Every few years, Christmas Day and New Year’s Day both fall on Sunday, which means we have church services on days we not normally do so. Yesterday, for me, it meant, other than my cup of coffee on the way to church, my first meal of the day and the new year was Communion.
In the United Church of Christ, we don’t have a set way Communion has to be served. The most common method is to pass trays of bread down each pew, followed by trays of small glasses of wine (or grape juice), so we all serve the meal to one another. Yesterday, we served by intinction, which means everyone came forward, tore off a piece of bread from a common loaf, dipped it in the common cup and then took both elements together. Either way, we always end up with leftovers.
On the one hand, the fact that we have all eaten and there is still more is a helpful metaphor for the expansiveness of the love of God in Christ: regardless of how much we need, there is always more. Yet, I watched as folks came through the line yesterday and they tore of pieces of bread so tiny that they could not dip them in the cup without getting their fingers wet. Why do we come the Table of God for the Ultimate Meal and nibble at our food like kids being forced to eat broccoli for the first time?

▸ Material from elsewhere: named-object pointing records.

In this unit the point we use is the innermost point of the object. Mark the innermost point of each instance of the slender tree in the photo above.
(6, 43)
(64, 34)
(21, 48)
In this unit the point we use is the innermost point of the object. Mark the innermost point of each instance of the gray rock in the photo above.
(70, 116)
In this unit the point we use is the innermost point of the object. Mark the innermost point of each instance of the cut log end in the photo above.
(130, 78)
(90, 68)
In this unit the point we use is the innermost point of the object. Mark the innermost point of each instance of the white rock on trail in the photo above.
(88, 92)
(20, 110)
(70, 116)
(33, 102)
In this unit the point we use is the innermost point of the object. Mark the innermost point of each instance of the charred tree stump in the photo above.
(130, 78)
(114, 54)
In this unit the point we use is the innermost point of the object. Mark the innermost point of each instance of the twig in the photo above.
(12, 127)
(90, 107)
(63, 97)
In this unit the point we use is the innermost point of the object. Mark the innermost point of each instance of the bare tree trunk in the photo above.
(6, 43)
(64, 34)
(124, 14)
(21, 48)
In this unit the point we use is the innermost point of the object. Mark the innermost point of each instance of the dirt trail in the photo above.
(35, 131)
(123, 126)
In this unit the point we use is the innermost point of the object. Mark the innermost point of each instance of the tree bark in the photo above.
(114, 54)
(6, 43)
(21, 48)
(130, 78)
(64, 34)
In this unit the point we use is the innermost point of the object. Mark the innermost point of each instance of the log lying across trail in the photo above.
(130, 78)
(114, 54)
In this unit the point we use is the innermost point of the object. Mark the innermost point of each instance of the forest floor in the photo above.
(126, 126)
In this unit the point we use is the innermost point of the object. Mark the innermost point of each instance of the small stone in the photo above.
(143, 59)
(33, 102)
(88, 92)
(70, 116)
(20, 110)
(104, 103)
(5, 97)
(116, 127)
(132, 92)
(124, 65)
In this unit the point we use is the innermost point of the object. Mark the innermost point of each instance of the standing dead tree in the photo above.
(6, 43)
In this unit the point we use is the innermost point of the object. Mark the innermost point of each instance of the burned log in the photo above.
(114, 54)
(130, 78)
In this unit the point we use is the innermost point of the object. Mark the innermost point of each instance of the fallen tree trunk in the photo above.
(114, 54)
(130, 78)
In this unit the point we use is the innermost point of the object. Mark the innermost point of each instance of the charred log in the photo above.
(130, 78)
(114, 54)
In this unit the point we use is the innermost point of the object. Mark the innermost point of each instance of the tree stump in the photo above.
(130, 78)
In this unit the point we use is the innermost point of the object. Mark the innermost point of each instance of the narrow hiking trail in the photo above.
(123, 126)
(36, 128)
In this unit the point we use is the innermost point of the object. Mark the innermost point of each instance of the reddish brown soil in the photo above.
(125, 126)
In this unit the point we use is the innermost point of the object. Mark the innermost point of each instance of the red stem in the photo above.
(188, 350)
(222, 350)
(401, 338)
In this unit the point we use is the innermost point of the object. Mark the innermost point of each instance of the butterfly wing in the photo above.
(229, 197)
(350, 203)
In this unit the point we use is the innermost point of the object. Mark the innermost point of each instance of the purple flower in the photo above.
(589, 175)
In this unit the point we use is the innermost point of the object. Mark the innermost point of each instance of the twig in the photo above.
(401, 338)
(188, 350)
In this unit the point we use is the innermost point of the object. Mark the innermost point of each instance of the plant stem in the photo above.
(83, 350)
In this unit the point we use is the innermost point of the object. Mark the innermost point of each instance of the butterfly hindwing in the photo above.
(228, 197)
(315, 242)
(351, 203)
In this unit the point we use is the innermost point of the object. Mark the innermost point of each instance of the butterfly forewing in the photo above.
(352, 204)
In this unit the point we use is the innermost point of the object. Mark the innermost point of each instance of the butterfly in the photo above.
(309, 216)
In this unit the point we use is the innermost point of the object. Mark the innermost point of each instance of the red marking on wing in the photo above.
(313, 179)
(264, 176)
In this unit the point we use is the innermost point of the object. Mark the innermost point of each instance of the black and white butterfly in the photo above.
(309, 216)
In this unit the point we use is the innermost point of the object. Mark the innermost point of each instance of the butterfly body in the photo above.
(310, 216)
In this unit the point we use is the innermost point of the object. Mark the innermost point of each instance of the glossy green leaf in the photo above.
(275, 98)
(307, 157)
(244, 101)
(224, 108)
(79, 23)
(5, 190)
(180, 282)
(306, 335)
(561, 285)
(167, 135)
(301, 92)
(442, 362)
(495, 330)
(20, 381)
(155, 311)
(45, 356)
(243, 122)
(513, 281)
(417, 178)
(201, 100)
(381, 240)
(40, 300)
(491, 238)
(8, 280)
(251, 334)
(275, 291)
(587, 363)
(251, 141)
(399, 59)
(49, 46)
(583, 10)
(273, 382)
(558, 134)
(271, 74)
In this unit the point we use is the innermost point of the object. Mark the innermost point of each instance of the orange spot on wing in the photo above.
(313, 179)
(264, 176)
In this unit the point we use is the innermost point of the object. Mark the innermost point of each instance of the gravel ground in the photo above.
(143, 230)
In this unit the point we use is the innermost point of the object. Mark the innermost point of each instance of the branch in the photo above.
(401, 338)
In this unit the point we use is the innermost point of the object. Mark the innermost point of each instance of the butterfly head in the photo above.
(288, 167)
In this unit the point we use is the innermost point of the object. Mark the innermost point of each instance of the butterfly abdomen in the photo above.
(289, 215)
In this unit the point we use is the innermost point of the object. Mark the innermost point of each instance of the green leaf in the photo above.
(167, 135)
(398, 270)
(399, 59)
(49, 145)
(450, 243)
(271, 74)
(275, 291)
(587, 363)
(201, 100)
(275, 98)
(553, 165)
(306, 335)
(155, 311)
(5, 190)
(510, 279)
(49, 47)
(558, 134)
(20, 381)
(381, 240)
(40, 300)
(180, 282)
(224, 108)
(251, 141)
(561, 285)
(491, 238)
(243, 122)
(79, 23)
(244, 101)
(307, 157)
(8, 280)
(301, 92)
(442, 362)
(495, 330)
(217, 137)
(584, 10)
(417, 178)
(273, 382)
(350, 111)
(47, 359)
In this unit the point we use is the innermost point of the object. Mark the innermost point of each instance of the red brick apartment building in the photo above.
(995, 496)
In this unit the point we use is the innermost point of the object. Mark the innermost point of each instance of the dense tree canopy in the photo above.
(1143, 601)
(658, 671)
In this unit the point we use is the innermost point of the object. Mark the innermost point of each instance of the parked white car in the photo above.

Several summers ago, when I saw how much we had leftovers after we had passed the food around, I sent the elements out a second time, and said then much of what I have said here. We still had more on the plates than ended up in anyone’s stomachs. I wished I had kept passing the stuff around until we finished it, until we settled in and really ate together. The focus on reverence in the meal in most churches has made us more aware of the precision of the plate passers than the power of the meal. I wish we felt the freedom to talk as we passed the elements, calling each other by name, telling stories of our faith, forgiving one another, and remembering why we gather together as the people of God. What I noticed most yesterday as people came through the line was the look in their eyes: am I dong this right?
Who can eat under that kind of pressure?
Springsteen says, “Everybody has a hungry heart.” He’s right. His words remind me of the last verse of Thomas Webber’s hymn, “Come, Ye Disconsolate”:
Here see the Bread of Life; waters flowing
Forth from the throne of God, pure from above.
Come to the Feast of Love; come, ever knowing
Earth has no sorrow but heaven can remove.
How can we come so hungry and yet feel that we are not worthy to take what we need to be filled?
One day, I want to share a Communion meal where each person has plenty of bread and we drink wine from large glasses that can be refilled so we can talk late into the night, telling stories of how Love has found us.
I’ll bake the bread; you bring the wine.